After burning 500,000 acres in southwestern Oregon, the Biscuit fire has become the focus of an intense debate over whether it is better to log burned timber to speed up restoration of fish and wildlife habitat, as the Forest Service and timber industry want to do, or leave forests to recover naturally, as environmentalists and some ecologists advocate.
The Siskiyou had originally planned to stay out of roadless areas, avoiding confrontations with environmental groups, but decided to enter them when it raised the harvest level to 518 million board feet based on a report from Oregon State University logging professor John Sessions and others.
Forest Service officials have since said they expect to be sued over the plan to log in roadless areas, which were set aside from logging under a Clinton administration policy the Bush administration does not embrace.
Fish and Wildlife noted that the Forest Service's conclusion that the salvage logging would "not adversely affect" spotted owls or marbled murrelets, both threatened species, was not consistent with Fish and Wildlife's biological opinions, adding consultations would be required under the Endangered Species Act.
Specifically, there is evidence that spotted owls continue to nest and hunt in forests heavily burned by wildfire, Fish and Wildlife said.
However, Fish and Wildlife field supervisor Craig Tuss in Roseburg said there did not appear to be anything that could not be worked out, and enough work has already been done that changes would be unlikely to delay the final environmental impact statement scheduled for April.
"The level of effect is really the important issue here," said Tuss. "The only time an action would be precluded is if there was a jeopardy determination made — that the action would jeopardize the species. That's not what we're talking about here.
"We are saying there's an effect. The forest agrees with that. If there is an adverse effect, it means we need to complete a biological opinion with the forest and do an analysis," Tuss said.
Tom Link, the Biscuit salvage project manager, said he could not comment on any of the 23,000 comments received, but the final environmental impact statement due in April would likely include changes suggested by some of them.
Fish and Wildlife noted that research by U.S. Bureau of Land Management biologists on the nearby Timbered Rock fire had found eight pairs of spotted owls still nesting and hunting for food in areas that burned, compared to 12 pairs before the fire.
"An average of 45 percent of the suitable spotted owl habitat within 0.25 miles burned at these sites, and four sites had more than 70 percent of the site burn severely, and yet those birds continued to occupy the site," Fish and Wildlife wrote.
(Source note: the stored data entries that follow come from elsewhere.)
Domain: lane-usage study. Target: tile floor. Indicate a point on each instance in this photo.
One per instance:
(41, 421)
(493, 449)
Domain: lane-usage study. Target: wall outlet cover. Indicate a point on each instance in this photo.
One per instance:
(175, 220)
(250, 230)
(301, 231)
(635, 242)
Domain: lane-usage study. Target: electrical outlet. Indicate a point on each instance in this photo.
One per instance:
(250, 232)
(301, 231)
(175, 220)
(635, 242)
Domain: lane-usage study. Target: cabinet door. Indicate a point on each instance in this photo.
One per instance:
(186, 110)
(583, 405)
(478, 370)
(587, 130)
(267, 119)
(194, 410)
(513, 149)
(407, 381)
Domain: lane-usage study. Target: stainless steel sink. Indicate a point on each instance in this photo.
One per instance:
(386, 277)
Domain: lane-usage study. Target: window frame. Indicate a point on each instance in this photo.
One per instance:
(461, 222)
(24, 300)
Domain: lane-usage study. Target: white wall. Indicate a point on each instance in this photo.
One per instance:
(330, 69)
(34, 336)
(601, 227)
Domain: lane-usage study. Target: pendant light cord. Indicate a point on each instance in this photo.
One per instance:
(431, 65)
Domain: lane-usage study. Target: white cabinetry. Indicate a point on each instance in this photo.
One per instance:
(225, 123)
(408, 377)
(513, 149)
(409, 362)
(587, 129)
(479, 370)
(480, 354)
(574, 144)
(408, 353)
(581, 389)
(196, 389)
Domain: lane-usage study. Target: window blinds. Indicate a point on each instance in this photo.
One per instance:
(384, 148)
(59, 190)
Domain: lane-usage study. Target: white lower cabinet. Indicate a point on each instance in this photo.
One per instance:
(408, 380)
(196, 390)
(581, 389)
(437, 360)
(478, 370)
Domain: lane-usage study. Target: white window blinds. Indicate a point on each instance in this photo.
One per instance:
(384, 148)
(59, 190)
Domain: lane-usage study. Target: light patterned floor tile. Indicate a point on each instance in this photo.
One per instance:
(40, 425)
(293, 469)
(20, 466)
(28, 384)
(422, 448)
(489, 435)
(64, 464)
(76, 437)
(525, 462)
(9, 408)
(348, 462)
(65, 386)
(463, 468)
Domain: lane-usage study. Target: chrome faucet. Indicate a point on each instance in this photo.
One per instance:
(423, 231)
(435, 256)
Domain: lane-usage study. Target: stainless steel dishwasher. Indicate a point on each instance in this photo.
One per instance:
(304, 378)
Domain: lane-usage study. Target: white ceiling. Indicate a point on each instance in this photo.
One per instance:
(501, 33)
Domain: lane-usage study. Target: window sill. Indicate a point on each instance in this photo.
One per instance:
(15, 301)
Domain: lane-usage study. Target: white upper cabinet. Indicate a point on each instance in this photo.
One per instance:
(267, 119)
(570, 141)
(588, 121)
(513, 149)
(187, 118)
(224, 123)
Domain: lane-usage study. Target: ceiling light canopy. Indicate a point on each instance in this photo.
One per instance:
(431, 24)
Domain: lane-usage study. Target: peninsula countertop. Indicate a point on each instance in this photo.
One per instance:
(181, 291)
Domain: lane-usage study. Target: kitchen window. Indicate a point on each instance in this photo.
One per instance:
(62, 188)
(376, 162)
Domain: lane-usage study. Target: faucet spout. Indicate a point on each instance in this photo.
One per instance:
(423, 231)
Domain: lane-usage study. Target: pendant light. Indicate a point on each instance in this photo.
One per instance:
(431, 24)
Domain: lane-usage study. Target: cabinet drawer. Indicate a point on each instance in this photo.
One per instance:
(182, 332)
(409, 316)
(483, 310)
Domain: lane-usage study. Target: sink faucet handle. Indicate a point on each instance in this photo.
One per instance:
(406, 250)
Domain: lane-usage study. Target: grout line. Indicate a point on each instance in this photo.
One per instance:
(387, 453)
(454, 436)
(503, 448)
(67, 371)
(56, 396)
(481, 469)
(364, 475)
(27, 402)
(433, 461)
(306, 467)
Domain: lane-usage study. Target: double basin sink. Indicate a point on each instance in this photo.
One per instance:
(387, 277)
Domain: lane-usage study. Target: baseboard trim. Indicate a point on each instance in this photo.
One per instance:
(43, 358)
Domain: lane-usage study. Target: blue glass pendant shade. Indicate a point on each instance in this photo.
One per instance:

Fish and Wildlife also suggested leaving many more downed logs on the ground around spotted owl habitat, because research indicates they are important for producing healthy populations of prey for the owls to eat.
The agency also expressed reservations about plans to heavily thin 400-wide swaths of forest to slow the spread of future fires. Instead, Fish and Wildlife suggested taking advantage of natural features of the landscape, such as rock outcroppings, and leaving standing dead trees on ridges that are used as roosts by bats.